Adaptive Auto Attack should be read in the context of evaluation economics. If a benchmark has thousands of images and each strong attack costs many iterations, the evaluator must decide where to spend computation. Uniformly spending the same budget on every example is simple, but not always efficient. A3's contribution is to make that allocation more informed while still pursuing the same goal: finding more adversarial examples under a fixed budget.

This creates a reporting responsibility. Adaptive discarding can be legitimate when the protocol is fixed and the goal is a lower robust-accuracy estimate, but it can also make comparisons confusing if different models receive different effective search patterns. A fair benchmark should specify the adaptive rules before seeing the final numbers, apply them consistently, and report the total iteration or gradient budget consumed.

The phrase "Auto Attack" can be confusing because several methods use similar names. Croce and Hein's AutoAttack is a widely used ensemble of mostly parameter-free attacks for reliable robustness evaluation. Liu et al.'s Adaptive Auto Attack is a different practical evaluation method focused on adaptive direction initialization and discarding. When citing or implementing, use the exact paper and abbreviation; otherwise readers may assume the wrong attack suite.

A3 also reinforces the idea that robust accuracy is an upper bound from the evaluator's perspective. If an attack finds failures on 43% of examples, robust accuracy is at most 57% against the evaluated threat model. A stronger future attack may lower it. This is why empirical robustness reports often say "robust accuracy under attack suite X" rather than "true robust accuracy." Certification is required for the latter style of claim.

In current practice, adaptive evaluation is most valuable for defended models, competitions, and large comparison tables where attack cost matters. For a single new defense, it should complement, not replace, transparent baselines such as PGD with restarts and standard AutoAttack where applicable. If A3 produces much lower robust accuracy than standard baselines, the next step is to inspect which examples and initialization strategies caused the gap.

A compact Adaptive Auto Attack reporting checklist is:

FieldWhat to write down
Threat modelNorm, radius, dataset, preprocessing, and goal
Base attacksWhich first-order attacks or losses are used inside the method
AdaptationDirection initialization and discarding rules
BudgetTotal iterations, per-example limits, and wall-clock assumptions
AccountingHow discarded, failed, and already-successful examples are counted
ComparisonPGD, AutoAttack, and other baselines under matched budgets

For reproduction, log the active set size over time. If many examples are discarded early, the final number depends strongly on the discard threshold. If the active set shrinks mostly because examples are successfully attacked, the method is finding failures efficiently. These two cases look similar in a final robust-accuracy number but have different interpretations.
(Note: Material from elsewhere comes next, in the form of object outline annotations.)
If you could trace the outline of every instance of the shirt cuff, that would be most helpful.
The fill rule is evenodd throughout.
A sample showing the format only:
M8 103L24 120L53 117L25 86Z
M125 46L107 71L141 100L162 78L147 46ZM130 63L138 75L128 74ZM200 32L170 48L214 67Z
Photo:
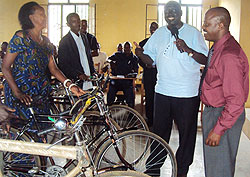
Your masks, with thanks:
M213 132L217 135L223 135L225 133L226 129L225 127L221 126L219 122L216 123Z

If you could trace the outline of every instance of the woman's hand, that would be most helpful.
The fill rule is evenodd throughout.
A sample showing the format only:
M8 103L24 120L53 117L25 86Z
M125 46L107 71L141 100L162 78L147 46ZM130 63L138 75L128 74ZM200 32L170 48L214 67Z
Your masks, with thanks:
M21 101L21 103L24 103L26 105L30 105L32 102L32 98L29 95L24 94L20 90L17 92L14 92L15 96Z
M85 92L77 85L73 85L72 87L70 87L70 91L78 97L85 94Z

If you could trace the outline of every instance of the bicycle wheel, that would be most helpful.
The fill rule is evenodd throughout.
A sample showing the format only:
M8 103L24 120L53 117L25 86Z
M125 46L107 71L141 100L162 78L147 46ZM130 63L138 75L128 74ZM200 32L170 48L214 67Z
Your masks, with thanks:
M18 130L15 128L10 128L9 133L4 133L0 129L0 138L20 140L20 141L33 141L28 134L22 134L17 138ZM18 177L30 177L29 170L33 167L38 168L38 171L42 169L45 161L42 157L30 154L20 154L13 152L3 152L3 173L6 176L18 176Z
M122 129L136 128L149 131L146 121L136 110L126 105L109 106L111 117Z
M126 154L123 158L136 171L150 176L160 176L160 168L167 167L166 174L171 177L177 175L177 164L173 151L159 136L142 130L126 131L118 135L117 146L123 147L126 142ZM103 145L95 159L98 170L110 166L124 166L119 159L114 146L109 140Z
M128 171L108 171L98 175L98 177L150 177L144 173L128 170Z

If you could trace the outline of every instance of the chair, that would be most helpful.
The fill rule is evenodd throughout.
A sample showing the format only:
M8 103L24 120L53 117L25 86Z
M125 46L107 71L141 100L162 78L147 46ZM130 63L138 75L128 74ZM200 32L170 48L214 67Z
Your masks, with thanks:
M144 90L144 84L141 83L141 89L140 89L140 94L141 94L141 114L144 113L145 109L145 90Z
M94 67L95 67L95 69L96 69L96 72L98 72L98 73L101 73L101 66L100 66L100 63L95 63L94 64Z

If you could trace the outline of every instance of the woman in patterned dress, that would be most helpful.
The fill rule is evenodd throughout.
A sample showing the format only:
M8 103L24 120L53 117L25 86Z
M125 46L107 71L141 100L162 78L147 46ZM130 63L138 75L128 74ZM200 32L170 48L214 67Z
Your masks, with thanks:
M28 2L19 10L18 19L22 30L17 31L10 40L2 71L7 82L4 83L5 104L16 110L15 114L27 119L30 116L27 106L36 95L48 96L51 87L45 72L48 67L51 74L66 86L71 81L57 68L53 59L53 45L42 35L46 27L44 9L36 2ZM77 86L71 91L80 96L84 93ZM23 104L17 104L20 100ZM40 100L34 107L37 113L49 113L49 103Z

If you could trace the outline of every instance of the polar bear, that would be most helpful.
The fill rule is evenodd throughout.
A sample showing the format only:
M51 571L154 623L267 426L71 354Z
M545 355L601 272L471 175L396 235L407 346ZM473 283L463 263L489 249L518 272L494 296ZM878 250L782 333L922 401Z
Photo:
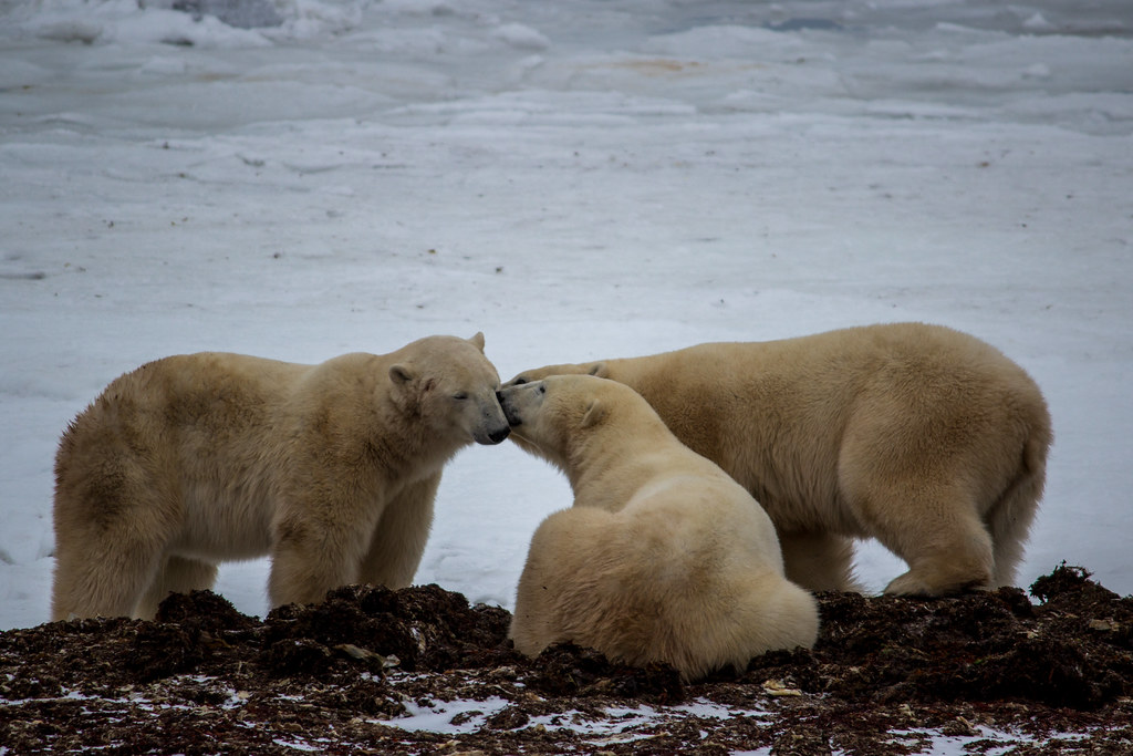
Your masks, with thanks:
M56 457L51 614L152 617L270 554L273 606L409 584L444 464L510 428L484 335L320 365L203 352L119 377Z
M800 585L859 589L851 540L866 537L909 564L886 593L1014 581L1042 495L1050 416L1034 381L974 337L868 325L552 365L505 385L564 373L632 387L750 491Z
M667 662L693 680L813 645L815 600L784 577L767 515L632 389L552 376L503 390L500 404L512 438L574 492L531 540L516 648L535 656L573 642L628 664Z

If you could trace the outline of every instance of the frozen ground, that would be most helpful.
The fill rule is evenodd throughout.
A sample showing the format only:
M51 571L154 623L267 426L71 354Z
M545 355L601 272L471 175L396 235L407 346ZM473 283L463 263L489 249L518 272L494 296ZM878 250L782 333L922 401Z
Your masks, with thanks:
M120 373L477 330L505 380L970 331L1055 422L1020 583L1066 560L1133 593L1125 0L178 7L0 0L0 629L48 619L54 447ZM510 606L569 503L510 443L462 452L418 581ZM218 588L262 614L265 578Z

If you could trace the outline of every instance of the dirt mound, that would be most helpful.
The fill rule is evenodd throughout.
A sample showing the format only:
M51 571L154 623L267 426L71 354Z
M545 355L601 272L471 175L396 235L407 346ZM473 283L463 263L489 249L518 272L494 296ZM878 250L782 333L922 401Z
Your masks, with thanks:
M506 611L437 586L263 621L197 592L0 632L0 753L1133 753L1133 598L1066 566L1031 594L821 594L813 649L682 685L570 644L528 660Z

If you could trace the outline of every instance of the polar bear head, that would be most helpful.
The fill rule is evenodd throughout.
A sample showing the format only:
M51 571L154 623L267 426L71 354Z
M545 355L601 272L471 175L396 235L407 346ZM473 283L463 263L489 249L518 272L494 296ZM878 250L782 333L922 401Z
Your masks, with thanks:
M636 391L591 375L548 375L513 383L500 391L500 404L521 448L569 469L587 445L612 439L632 445L650 428L668 434L664 423ZM631 424L631 425L630 425Z
M393 355L394 402L435 436L500 443L511 428L496 398L500 375L484 356L484 334L434 335Z

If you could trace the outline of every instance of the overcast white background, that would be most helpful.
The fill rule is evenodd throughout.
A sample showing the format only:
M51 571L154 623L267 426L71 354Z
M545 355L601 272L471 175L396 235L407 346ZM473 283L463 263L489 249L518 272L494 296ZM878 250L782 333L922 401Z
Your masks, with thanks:
M48 619L56 444L117 375L478 330L504 380L974 333L1054 417L1020 583L1133 593L1128 2L196 5L230 23L0 0L0 628ZM461 452L417 581L510 608L569 503L510 442ZM871 589L903 569L862 545ZM263 614L266 571L218 589Z

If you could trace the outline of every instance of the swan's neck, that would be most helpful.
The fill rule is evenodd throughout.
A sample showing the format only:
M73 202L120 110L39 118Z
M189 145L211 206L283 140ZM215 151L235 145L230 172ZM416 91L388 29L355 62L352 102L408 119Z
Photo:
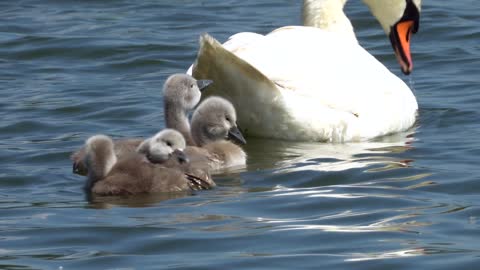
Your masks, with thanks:
M352 24L343 12L347 0L304 0L303 25L352 35ZM356 39L356 38L355 38Z
M173 128L182 133L187 145L195 145L190 132L187 112L180 108L179 104L165 101L165 124L167 128Z

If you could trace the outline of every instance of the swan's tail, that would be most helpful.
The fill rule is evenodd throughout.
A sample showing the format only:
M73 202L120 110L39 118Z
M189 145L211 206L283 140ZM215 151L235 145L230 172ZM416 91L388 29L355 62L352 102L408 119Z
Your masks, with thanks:
M212 85L202 93L202 99L216 95L231 101L237 111L239 125L247 134L261 136L259 131L266 128L264 125L272 123L262 118L265 115L274 118L277 110L284 109L281 93L273 81L208 34L200 37L200 49L192 75L198 80L213 80Z

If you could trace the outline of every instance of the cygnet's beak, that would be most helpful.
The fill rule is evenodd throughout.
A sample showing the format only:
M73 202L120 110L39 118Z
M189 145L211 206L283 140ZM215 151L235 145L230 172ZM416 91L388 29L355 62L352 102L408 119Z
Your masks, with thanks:
M245 140L242 132L240 131L240 129L238 129L237 126L233 126L230 128L230 130L228 130L228 139L239 144L247 144L247 141Z
M212 80L197 80L198 89L200 89L200 91L203 91L205 88L207 88L207 86L212 83Z
M391 27L390 42L392 43L395 56L405 75L413 70L413 61L410 53L410 38L418 31L420 13L413 4L407 4L403 17Z
M190 162L187 155L185 155L185 153L179 149L173 151L172 155L178 160L180 164L186 164Z

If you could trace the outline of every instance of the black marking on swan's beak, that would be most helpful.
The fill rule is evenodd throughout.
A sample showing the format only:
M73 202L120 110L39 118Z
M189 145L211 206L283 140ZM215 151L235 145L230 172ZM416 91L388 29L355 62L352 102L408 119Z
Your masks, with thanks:
M198 89L200 89L200 91L203 91L212 83L212 80L197 80Z
M390 42L395 56L405 75L413 70L413 61L410 53L410 38L418 31L420 12L412 0L407 0L407 7L402 18L390 28Z
M239 144L247 144L247 141L245 140L242 132L240 132L240 129L238 129L237 126L233 126L230 128L230 130L228 130L228 139Z

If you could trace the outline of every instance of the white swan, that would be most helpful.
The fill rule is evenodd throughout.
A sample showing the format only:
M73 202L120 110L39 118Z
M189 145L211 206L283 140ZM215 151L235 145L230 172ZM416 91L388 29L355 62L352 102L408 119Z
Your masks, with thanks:
M247 135L307 141L364 141L408 129L418 109L409 87L363 49L343 12L346 0L305 0L304 24L266 36L239 33L223 44L200 38L188 73L215 84ZM404 73L420 0L364 0L390 36Z

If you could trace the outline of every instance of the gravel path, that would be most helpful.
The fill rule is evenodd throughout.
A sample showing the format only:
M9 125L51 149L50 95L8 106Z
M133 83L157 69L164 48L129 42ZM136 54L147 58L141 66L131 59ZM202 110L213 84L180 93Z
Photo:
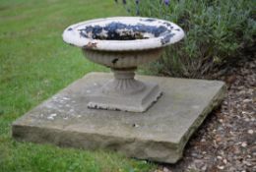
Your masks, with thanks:
M158 172L256 172L256 58L223 78L228 93L187 144L175 165Z

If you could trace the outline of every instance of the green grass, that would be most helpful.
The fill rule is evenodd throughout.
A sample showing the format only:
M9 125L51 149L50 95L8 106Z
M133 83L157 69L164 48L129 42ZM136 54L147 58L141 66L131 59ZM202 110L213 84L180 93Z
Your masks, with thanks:
M11 124L91 71L107 71L65 44L77 22L124 15L112 0L0 0L0 172L151 171L155 165L102 150L18 143Z

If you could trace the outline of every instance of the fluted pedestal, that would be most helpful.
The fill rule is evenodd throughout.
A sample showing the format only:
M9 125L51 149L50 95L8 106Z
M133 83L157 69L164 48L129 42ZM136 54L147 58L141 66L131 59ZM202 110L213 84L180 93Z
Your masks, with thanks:
M89 108L132 112L146 111L161 92L157 84L134 79L136 68L112 69L114 79L89 95Z

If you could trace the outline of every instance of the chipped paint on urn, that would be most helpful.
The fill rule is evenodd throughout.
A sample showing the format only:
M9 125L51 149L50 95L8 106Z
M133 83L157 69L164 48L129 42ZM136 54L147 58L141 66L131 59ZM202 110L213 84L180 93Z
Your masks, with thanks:
M65 42L81 47L88 59L114 73L114 80L91 94L88 107L132 112L147 110L161 95L157 84L135 80L134 71L183 37L184 31L173 23L141 17L86 21L63 32Z

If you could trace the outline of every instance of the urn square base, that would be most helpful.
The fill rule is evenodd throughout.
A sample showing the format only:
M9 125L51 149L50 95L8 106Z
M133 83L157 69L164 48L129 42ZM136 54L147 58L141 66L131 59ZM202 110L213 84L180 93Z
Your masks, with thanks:
M100 87L95 86L88 90L89 108L121 110L130 112L144 112L158 100L161 92L157 84L144 83L142 91L132 94L103 93Z
M137 76L140 81L159 84L162 90L147 111L89 109L89 94L111 78L105 73L86 75L15 121L13 137L175 163L191 135L226 91L218 81Z

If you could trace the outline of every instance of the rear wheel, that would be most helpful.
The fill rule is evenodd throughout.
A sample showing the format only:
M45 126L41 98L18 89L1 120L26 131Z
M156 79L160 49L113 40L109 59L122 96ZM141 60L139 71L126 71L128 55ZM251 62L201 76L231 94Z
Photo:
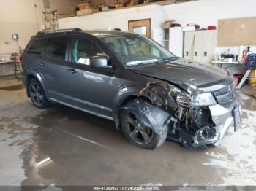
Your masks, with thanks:
M45 109L50 105L46 98L40 83L37 79L32 79L29 81L28 90L30 98L36 107Z
M140 147L154 149L166 140L167 125L163 126L158 134L151 127L145 125L138 116L127 110L121 111L121 130L127 139Z

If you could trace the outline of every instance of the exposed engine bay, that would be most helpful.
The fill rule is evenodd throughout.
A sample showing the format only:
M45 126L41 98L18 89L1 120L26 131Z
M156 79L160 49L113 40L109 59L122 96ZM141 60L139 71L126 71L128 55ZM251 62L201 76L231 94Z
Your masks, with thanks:
M233 85L191 96L166 82L150 82L140 96L148 98L153 106L137 101L131 106L134 112L157 133L168 123L167 139L185 147L207 147L221 140L233 124L235 131L241 128L239 104Z

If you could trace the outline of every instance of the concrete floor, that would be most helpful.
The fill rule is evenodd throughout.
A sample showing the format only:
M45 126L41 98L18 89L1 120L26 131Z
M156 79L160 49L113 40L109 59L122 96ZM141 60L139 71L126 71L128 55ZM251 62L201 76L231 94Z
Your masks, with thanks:
M20 81L1 78L0 186L255 186L256 101L246 94L244 128L230 128L217 147L167 141L151 151L129 144L113 122L60 105L37 109Z

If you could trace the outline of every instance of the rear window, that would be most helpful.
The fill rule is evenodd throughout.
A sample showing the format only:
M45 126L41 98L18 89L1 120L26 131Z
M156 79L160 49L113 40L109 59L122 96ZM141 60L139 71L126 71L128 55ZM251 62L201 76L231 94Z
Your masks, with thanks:
M29 55L42 55L44 51L45 41L45 39L34 41L26 53Z
M50 39L45 47L45 56L53 59L65 60L68 37Z

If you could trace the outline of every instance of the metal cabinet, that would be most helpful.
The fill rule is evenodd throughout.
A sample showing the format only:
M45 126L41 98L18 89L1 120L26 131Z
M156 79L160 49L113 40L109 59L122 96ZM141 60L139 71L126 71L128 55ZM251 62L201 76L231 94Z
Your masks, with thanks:
M184 58L210 64L214 59L216 36L216 31L185 32Z

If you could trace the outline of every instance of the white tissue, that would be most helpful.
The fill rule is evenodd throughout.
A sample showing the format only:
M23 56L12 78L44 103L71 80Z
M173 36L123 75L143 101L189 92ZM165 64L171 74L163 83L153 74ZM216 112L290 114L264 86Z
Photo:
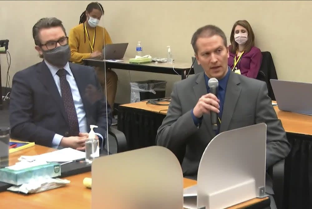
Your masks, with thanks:
M26 184L18 186L12 186L8 188L7 190L25 194L37 193L62 187L69 184L70 182L66 179L57 178L39 177Z

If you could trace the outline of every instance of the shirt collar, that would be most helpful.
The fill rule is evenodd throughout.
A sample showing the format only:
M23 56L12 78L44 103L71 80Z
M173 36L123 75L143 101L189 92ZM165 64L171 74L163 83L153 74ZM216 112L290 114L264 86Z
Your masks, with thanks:
M53 77L54 76L56 75L56 73L57 72L57 71L60 69L57 67L56 67L54 65L52 65L51 64L48 62L46 60L44 60L44 62L45 62L46 64L46 66L48 66L48 68L50 70L50 72L51 72L51 73L52 74L52 76ZM69 63L68 62L67 62L67 63L65 65L65 66L63 68L65 70L67 71L67 72L71 76L73 76L73 73L71 72L71 68L69 67Z
M227 81L229 80L229 77L230 77L230 73L231 71L230 67L227 66L227 73L226 75L220 80L218 80L219 86L222 89L225 90L227 88ZM206 82L206 86L207 86L207 87L209 89L209 87L208 86L208 81L209 81L209 79L210 78L208 77L207 76L207 75L204 72L204 76L205 77L205 80Z

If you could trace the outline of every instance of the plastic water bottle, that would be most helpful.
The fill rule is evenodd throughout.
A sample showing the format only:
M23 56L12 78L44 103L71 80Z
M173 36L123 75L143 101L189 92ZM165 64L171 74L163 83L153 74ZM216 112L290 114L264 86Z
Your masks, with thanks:
M137 55L138 56L142 57L143 56L143 51L142 45L141 44L141 42L138 41L136 48Z

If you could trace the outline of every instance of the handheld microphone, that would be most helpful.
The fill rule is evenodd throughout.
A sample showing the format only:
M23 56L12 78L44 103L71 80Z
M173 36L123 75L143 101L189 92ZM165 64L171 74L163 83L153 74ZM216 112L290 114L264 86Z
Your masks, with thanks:
M210 93L217 96L219 81L217 78L212 78L208 81L208 86L209 87ZM210 118L211 119L211 125L212 129L214 131L218 130L218 115L217 112L210 111Z

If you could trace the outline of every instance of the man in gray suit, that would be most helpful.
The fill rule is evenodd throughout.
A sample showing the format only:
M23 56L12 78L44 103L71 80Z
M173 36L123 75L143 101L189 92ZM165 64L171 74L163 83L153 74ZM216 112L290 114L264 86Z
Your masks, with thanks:
M194 33L192 44L204 72L175 84L167 116L158 129L157 144L174 153L185 177L196 179L204 150L216 134L265 122L266 168L286 157L290 146L266 83L231 71L224 32L214 26L204 26ZM217 97L209 93L208 81L213 77L219 81ZM221 122L215 132L211 126L211 111L218 113ZM272 180L268 175L266 179L266 192L273 195ZM270 197L271 208L276 208Z

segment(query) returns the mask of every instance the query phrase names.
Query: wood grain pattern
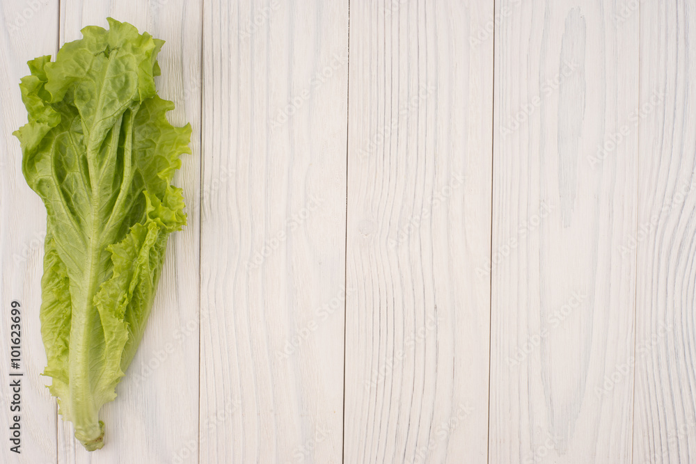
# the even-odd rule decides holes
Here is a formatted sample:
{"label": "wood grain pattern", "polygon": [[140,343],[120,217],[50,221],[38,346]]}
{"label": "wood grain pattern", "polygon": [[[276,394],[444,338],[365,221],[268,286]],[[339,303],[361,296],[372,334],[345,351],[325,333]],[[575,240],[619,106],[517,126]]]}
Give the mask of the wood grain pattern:
{"label": "wood grain pattern", "polygon": [[[22,151],[12,132],[26,122],[18,86],[29,74],[26,62],[58,51],[58,1],[2,2],[4,24],[0,33],[0,424],[2,462],[48,464],[56,462],[56,401],[40,374],[46,366],[41,341],[39,307],[43,271],[46,210],[22,174]],[[10,368],[10,303],[22,305],[22,359],[19,369]],[[21,454],[10,451],[9,427],[16,413],[10,371],[21,372]],[[16,405],[15,405],[16,406]]]}
{"label": "wood grain pattern", "polygon": [[620,7],[496,2],[491,463],[631,461],[638,23]]}
{"label": "wood grain pattern", "polygon": [[[0,366],[16,299],[27,405],[0,462],[696,461],[689,0],[0,15]],[[26,61],[107,16],[166,40],[157,83],[193,153],[188,226],[88,454],[40,376],[45,211],[10,134]]]}
{"label": "wood grain pattern", "polygon": [[350,11],[345,463],[487,462],[493,4]]}
{"label": "wood grain pattern", "polygon": [[[102,409],[106,445],[88,453],[60,419],[58,462],[198,462],[200,56],[199,0],[61,2],[61,43],[82,27],[108,27],[107,17],[127,21],[166,41],[158,56],[159,95],[172,100],[175,125],[189,122],[193,154],[182,157],[173,184],[184,189],[188,224],[169,239],[164,269],[148,327],[118,397]],[[177,458],[180,461],[177,461]],[[184,459],[185,458],[185,459]]]}
{"label": "wood grain pattern", "polygon": [[347,28],[205,3],[201,463],[340,462]]}
{"label": "wood grain pattern", "polygon": [[696,17],[640,5],[633,462],[696,461]]}

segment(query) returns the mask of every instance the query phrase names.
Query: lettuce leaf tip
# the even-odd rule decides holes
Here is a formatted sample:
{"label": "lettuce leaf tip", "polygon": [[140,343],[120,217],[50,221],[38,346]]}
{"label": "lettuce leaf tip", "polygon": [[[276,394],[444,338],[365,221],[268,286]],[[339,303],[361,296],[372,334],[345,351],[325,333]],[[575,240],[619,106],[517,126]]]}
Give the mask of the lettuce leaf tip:
{"label": "lettuce leaf tip", "polygon": [[164,43],[109,18],[29,62],[19,87],[29,122],[14,134],[22,172],[46,207],[41,335],[63,419],[93,451],[102,405],[133,359],[150,314],[167,238],[186,225],[171,185],[191,153],[157,95]]}

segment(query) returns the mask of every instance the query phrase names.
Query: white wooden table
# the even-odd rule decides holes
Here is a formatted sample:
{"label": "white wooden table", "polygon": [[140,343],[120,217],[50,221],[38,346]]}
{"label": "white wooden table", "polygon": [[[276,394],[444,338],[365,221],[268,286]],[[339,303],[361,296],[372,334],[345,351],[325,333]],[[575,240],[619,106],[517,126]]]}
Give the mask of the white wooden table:
{"label": "white wooden table", "polygon": [[[2,463],[696,462],[692,0],[2,0]],[[40,376],[19,79],[107,16],[190,122],[88,454]],[[9,451],[8,311],[24,321]]]}

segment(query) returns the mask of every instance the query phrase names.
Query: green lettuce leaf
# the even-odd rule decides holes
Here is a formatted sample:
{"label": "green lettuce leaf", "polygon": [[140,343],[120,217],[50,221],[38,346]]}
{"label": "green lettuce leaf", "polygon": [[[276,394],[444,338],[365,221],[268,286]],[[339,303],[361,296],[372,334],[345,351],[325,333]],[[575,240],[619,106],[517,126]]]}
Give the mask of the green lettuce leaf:
{"label": "green lettuce leaf", "polygon": [[15,132],[22,172],[46,206],[41,335],[49,387],[75,437],[104,445],[102,406],[142,337],[167,238],[186,224],[171,184],[190,153],[155,77],[164,42],[109,18],[56,61],[29,62],[19,87],[29,122]]}

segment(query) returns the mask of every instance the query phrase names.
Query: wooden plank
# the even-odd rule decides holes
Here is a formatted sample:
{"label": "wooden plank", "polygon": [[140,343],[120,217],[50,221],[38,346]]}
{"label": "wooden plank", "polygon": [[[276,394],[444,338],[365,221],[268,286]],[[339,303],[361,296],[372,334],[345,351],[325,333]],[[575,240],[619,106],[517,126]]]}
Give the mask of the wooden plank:
{"label": "wooden plank", "polygon": [[696,18],[640,3],[633,462],[696,461]]}
{"label": "wooden plank", "polygon": [[486,463],[493,2],[350,11],[346,463]]}
{"label": "wooden plank", "polygon": [[[19,79],[29,74],[26,62],[58,51],[58,1],[26,0],[0,4],[3,28],[0,34],[0,424],[3,440],[0,461],[43,464],[56,462],[56,401],[42,377],[46,353],[41,341],[39,307],[43,272],[46,209],[22,174],[22,150],[12,132],[26,122]],[[11,305],[21,305],[21,362],[10,367]],[[22,373],[21,377],[10,374]],[[22,385],[21,403],[14,401],[11,381]],[[19,411],[10,411],[19,406]],[[10,450],[9,427],[20,416],[21,446]]]}
{"label": "wooden plank", "polygon": [[340,461],[347,28],[205,2],[201,463]]}
{"label": "wooden plank", "polygon": [[491,463],[631,460],[638,22],[622,6],[496,2]]}
{"label": "wooden plank", "polygon": [[[88,454],[61,422],[61,463],[198,462],[199,209],[200,178],[200,0],[61,2],[61,43],[80,29],[108,27],[106,18],[127,21],[166,43],[158,56],[160,96],[174,102],[175,125],[190,122],[193,154],[182,157],[173,184],[184,189],[188,225],[169,239],[164,270],[137,355],[104,406],[106,445]],[[185,457],[185,460],[184,458]],[[180,461],[177,461],[177,458]]]}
A3-style methods are also a reminder that benchmark design is adversarial in a second sense: evaluators are optimizing the evaluation process itself. That is good when the goal is to find weaknesses, but it must be transparent. Otherwise the community cannot tell whether a lower robust accuracy reflects a genuinely stronger attack, a different compute budget, or a protocol tuned to one defense family.

Further reading

  • Liu et al., "Practical Evaluation of Adversarial Robustness via Adaptive Auto Attack."
  • Croce and Hein, "Reliable Evaluation of Adversarial Robustness with an Ensemble of Diverse Parameter-free Attacks."
  • Madry et al., "Towards Deep Learning Models Resistant to Adversarial Attacks."